Today is the day I make my irregular pilgrimage to the comic shop. It's been so long since I've last been that I'm expecting the usual scolding from the shop staff. "Where have you been ... your box is full ... we were thinking about canceling your sub ..."

It's funny to think that I'm 27 and have been reading comics since I was 11. That's 16 years of 4-color and black and white worlds -- Marvel, DC, Fantagraphics, Slave Labor, tons more. I remember my father telling me I was "too old" for comics when I was 11. If he was still alive, I wonder what he'd say to know that his adult son still reads stories about buff guys in tights who beat each other up. He'd probably not think too highly of it.

I don't know what compels me to read comics -- it's probably the confluence of serialized storytelling and collectibility. I'm a sucker for a cliffhanger and series of things. And since most comic series never end, collecting the entire series is a necessity.

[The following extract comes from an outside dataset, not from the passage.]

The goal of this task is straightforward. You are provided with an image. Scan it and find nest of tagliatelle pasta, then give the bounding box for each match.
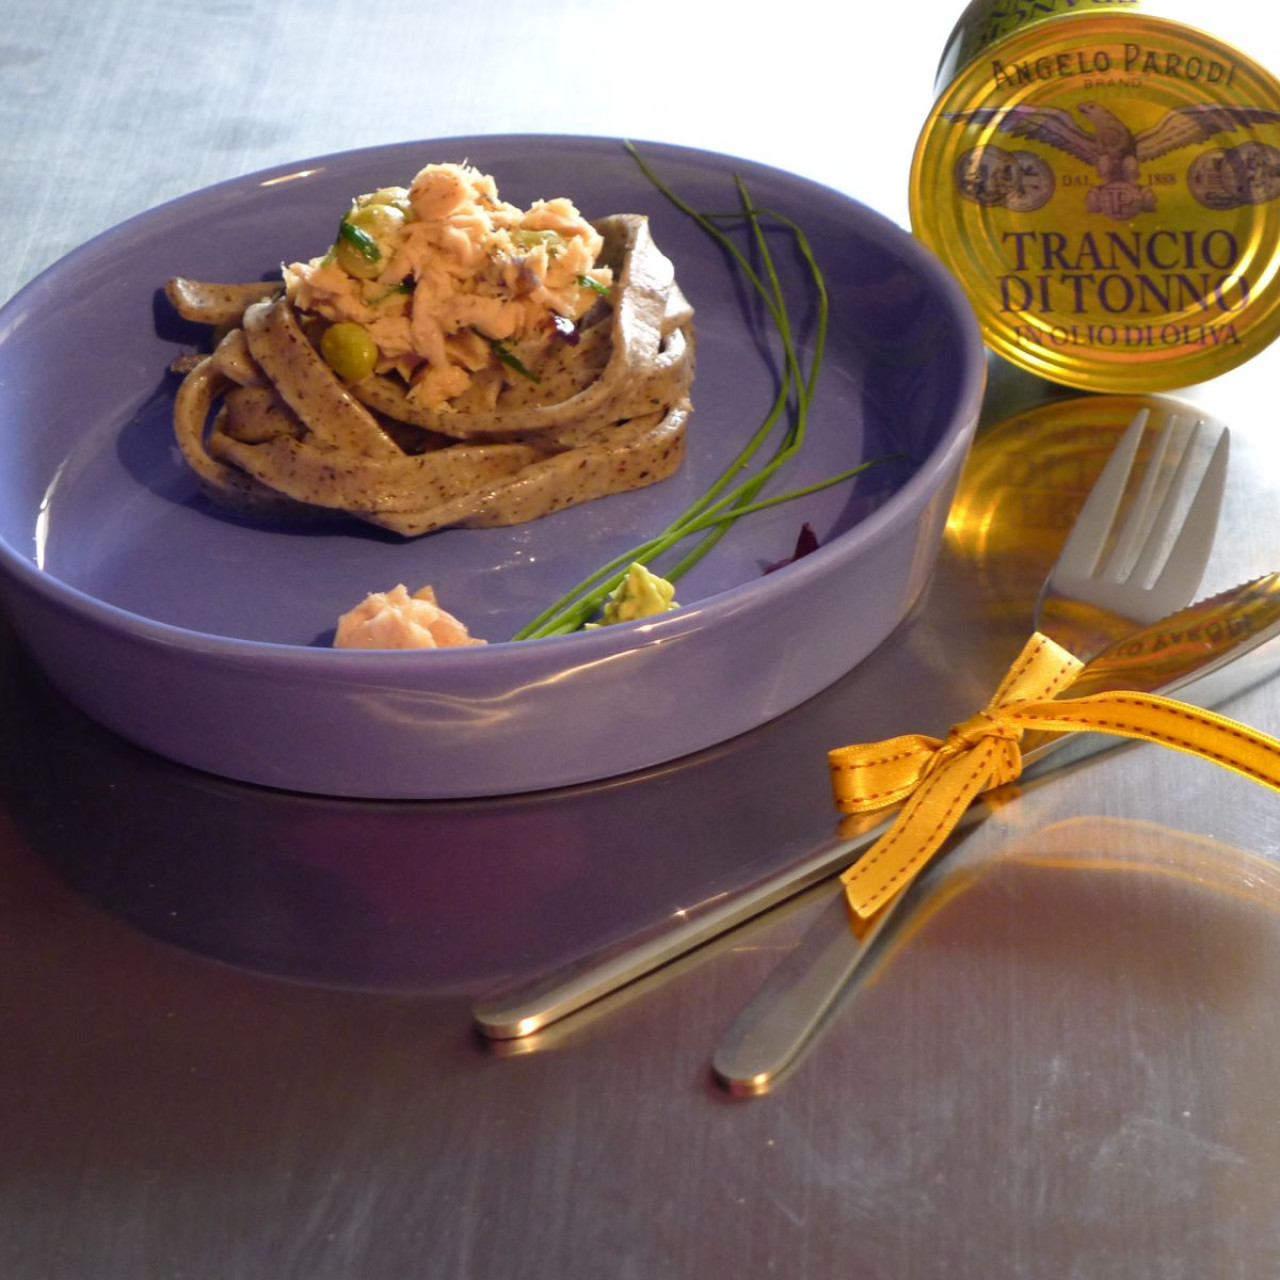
[165,161,696,536]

As I don't have a car and live many miles from the nearest full service shop -- a great store in College Park, MD called "The Closet of Comics" -- going to the comic shop really is a pilgrimage. It entails hopping on the Metro for 30 minutes and then walking on foot for about another mile to the store. There's another store much closer to me in Georgetown, but it's not the same -- it concentrates on selling action figures, t-shirts, and statues. I've been going to the Closet since I was a freshman at the University of Maryland 10 years ago, and many of the people that worked there then still work there now. It would just be wrong not to go. It's worth the extra effort and lying to my boss that I have a Doctor's appointment to go there. I feel like I owe them my money.

1:58 ET -- only two minutes to go before I leave for my "appointment." Even at 27, I can't help but be a little excited about the prospect of a stack of fresh comics ready to be read. It's a strange feeling to describe to the uninitiated, but one I hope to enjoy for many more years to come.